It's an awesome sport, and far more
complicated than most people understand.
And watching it ringside?
Wow. The look in the boxer's eyes is just
awesome. It's like playing basketball
one-on-one , yet if someone makes a good
move they don't run past you - they punch
you in the face. Ha.
Anyway,
I enjoyed the night tremendously. I also got
to play with those big-ass jib-arms they use for
sweeping shots flying through the room - fuckin' WORD.
I want to OWN this thing. LOL. Granted, $30,000
unnecessary for a toy - but WOW. WOW. I felt guilty
for taking their money, but had a great time. It's
certainly the type of work you can love to do like
once or twice a year. The thrill goes away
REALLY fast, but you pretty much have all the
perks and none of the responsibility. Your
responsibility is just helping people - getting a cup
of coffee or making a copy...and just watch the fight.
Heh. Too fun.
And before
I go I wanted to say a few things about the song.
I'm saying "Freedom Hate" not "Freedom, Hey!"
<---that's funny as shit.

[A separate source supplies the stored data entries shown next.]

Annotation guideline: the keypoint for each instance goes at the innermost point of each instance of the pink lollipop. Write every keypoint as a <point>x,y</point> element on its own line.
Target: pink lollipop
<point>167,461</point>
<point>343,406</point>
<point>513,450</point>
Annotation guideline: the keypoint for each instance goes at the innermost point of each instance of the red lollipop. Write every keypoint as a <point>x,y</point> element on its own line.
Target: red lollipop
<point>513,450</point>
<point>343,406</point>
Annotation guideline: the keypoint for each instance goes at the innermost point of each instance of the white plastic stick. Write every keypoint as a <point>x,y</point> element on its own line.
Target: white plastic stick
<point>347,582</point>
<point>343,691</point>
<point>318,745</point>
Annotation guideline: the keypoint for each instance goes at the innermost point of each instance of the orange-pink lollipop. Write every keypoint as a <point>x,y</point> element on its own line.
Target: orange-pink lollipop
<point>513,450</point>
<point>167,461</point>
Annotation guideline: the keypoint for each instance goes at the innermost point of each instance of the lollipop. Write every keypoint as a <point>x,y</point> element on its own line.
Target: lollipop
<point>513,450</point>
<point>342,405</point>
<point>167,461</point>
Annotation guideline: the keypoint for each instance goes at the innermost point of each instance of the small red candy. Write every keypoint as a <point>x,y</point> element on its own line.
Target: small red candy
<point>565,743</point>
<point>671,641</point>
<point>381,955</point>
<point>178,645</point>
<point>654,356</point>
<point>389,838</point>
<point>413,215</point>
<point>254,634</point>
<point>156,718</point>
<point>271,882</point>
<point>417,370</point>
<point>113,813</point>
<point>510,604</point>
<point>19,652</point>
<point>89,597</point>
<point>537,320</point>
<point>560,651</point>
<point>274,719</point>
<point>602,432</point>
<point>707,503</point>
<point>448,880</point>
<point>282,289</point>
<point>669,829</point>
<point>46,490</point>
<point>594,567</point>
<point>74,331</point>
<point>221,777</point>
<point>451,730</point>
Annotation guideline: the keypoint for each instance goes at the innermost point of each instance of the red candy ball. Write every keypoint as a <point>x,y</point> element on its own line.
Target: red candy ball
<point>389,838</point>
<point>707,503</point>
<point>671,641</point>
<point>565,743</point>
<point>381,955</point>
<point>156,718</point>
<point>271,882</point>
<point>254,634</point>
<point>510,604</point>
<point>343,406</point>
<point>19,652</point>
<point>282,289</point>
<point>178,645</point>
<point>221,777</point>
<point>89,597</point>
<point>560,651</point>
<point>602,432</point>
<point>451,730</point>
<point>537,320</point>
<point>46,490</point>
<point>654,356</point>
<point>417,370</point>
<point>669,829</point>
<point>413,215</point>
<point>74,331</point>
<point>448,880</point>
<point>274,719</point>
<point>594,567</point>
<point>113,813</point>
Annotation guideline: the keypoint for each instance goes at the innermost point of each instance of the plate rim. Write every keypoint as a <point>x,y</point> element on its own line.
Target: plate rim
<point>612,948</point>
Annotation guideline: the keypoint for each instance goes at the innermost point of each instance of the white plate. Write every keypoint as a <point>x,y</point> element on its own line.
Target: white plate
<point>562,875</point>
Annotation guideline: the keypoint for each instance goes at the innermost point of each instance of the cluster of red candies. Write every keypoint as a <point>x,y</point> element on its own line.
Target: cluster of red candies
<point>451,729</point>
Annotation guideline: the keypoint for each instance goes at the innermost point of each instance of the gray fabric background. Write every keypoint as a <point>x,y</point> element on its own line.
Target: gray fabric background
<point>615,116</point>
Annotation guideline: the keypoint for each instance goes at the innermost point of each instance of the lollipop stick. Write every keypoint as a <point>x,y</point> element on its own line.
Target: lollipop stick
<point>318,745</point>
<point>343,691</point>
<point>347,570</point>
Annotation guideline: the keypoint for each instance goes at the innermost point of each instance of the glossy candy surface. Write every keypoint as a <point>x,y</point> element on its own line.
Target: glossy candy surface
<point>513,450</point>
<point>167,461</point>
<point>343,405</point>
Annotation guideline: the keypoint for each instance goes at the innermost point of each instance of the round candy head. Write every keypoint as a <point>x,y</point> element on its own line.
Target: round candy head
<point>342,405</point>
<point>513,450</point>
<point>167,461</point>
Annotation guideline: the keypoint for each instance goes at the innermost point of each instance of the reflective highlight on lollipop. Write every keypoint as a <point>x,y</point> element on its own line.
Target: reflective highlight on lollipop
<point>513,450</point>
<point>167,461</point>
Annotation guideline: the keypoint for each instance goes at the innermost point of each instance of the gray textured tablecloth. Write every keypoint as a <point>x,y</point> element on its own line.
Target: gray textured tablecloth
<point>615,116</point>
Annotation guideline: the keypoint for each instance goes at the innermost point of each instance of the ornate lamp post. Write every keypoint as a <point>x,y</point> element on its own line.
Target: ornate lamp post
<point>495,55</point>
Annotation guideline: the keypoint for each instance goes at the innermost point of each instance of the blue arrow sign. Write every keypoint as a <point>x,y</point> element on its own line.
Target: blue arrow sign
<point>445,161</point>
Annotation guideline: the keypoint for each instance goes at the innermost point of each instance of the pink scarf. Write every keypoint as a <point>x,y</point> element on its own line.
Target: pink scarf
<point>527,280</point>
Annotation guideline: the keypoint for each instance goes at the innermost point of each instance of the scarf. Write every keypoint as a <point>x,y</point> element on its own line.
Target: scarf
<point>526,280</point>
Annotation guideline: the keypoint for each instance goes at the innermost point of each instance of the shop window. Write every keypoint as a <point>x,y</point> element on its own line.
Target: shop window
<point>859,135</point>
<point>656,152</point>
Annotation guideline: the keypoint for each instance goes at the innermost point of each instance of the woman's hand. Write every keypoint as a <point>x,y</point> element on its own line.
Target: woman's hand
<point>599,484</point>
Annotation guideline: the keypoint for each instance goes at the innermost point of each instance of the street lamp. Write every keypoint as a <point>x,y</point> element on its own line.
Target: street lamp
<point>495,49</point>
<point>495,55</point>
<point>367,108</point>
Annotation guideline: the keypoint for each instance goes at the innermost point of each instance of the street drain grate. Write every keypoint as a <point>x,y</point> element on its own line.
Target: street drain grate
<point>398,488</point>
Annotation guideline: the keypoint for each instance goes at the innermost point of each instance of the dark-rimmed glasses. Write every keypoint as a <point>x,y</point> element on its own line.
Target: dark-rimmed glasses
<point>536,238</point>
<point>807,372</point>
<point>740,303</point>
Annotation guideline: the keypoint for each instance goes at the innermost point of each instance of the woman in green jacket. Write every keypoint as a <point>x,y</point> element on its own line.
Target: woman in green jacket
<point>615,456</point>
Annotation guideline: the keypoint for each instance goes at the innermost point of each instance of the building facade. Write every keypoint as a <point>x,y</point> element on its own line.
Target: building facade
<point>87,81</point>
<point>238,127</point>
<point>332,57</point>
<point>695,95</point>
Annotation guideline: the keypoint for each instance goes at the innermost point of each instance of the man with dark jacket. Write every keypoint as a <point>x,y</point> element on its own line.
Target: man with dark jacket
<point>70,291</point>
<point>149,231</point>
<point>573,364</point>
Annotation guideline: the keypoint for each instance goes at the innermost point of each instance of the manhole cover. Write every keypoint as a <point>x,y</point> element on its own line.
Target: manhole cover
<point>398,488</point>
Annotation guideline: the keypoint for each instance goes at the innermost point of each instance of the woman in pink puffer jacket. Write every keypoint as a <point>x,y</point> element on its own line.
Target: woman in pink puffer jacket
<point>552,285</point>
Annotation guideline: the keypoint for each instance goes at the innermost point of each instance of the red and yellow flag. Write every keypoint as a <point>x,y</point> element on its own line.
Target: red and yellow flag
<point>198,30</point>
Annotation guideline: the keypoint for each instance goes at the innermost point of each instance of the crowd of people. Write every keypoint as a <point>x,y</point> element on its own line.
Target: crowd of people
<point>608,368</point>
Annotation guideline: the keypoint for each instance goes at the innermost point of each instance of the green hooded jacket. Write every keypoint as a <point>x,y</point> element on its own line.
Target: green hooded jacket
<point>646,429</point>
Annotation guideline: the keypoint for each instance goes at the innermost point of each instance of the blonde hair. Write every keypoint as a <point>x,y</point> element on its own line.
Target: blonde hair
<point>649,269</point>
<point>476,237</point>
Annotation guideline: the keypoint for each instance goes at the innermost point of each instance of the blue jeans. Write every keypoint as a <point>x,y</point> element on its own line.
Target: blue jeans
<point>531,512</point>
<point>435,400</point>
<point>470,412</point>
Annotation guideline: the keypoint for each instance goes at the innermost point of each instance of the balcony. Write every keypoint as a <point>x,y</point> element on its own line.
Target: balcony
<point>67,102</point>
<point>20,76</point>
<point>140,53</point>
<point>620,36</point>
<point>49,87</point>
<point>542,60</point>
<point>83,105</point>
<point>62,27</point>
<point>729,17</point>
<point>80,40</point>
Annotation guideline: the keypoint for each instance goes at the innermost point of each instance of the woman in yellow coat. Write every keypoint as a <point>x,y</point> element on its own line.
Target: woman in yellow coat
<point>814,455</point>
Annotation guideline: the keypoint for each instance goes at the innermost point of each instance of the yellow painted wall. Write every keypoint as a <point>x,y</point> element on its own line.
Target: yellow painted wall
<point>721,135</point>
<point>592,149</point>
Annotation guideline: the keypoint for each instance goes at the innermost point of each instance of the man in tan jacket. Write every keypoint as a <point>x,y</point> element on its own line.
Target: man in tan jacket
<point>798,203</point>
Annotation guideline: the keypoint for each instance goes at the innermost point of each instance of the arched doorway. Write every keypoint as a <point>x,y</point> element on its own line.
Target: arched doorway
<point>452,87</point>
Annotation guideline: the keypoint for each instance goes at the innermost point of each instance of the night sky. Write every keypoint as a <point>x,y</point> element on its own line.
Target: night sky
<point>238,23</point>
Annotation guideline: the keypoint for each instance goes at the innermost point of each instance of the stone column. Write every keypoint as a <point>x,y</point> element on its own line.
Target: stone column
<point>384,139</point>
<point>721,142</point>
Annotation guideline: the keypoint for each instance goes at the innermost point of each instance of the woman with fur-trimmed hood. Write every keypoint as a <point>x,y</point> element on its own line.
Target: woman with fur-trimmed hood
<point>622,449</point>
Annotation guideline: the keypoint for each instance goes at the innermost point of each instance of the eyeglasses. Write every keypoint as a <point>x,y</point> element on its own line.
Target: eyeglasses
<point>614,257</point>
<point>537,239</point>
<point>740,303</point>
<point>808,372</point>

The "Too young for
Vietnam" line meant these soldiers don't remember the
Vietnam war so you can tell them any reason to fight
the war and they're probably not going to question it.
It was NOT meant as a slight to the soldiers who
I deeply respect. I'm angry FOR them, 'cause
when all the details of this war come out - they're
gonna feel completely stabbed in the back. "No
Casualties" Bush? Classic. You fucking idiot.
I hope you and Jesus are tight dude. You're gonna
need his help.
And finally,
Emeinem did write an anti-war song. Can you believe
it! So glad he's willing to put himself on the line
because of the seriousness of all this. Just
downloaded it (It's called "mosh") and although I'm
not really knocked out by the song the fact that he
did it is awesome. Some good lines:
"Let the president
answer on higher anarchy/Strap him with an AK-47, let
him go fight his own war/Let him impress daddy that
way ... No more blood for oil,''
...though I've
always thought the "let the government fight" argument
was pretty stupid. It's what you say when you're 16 in
high school, completely worthless. Then again - it's
his target audience, so it's probably a smart move.
Either way - THANK YOU Eminem. And if Bush
is re-elected, I hope this is the tip of the
iceberg. Unfortunately, I think history will
repeat itself. There's never been a sitting president
removed during a war. It just doesn't happen. Somehow
people think we'll be safer with him in office. LOL.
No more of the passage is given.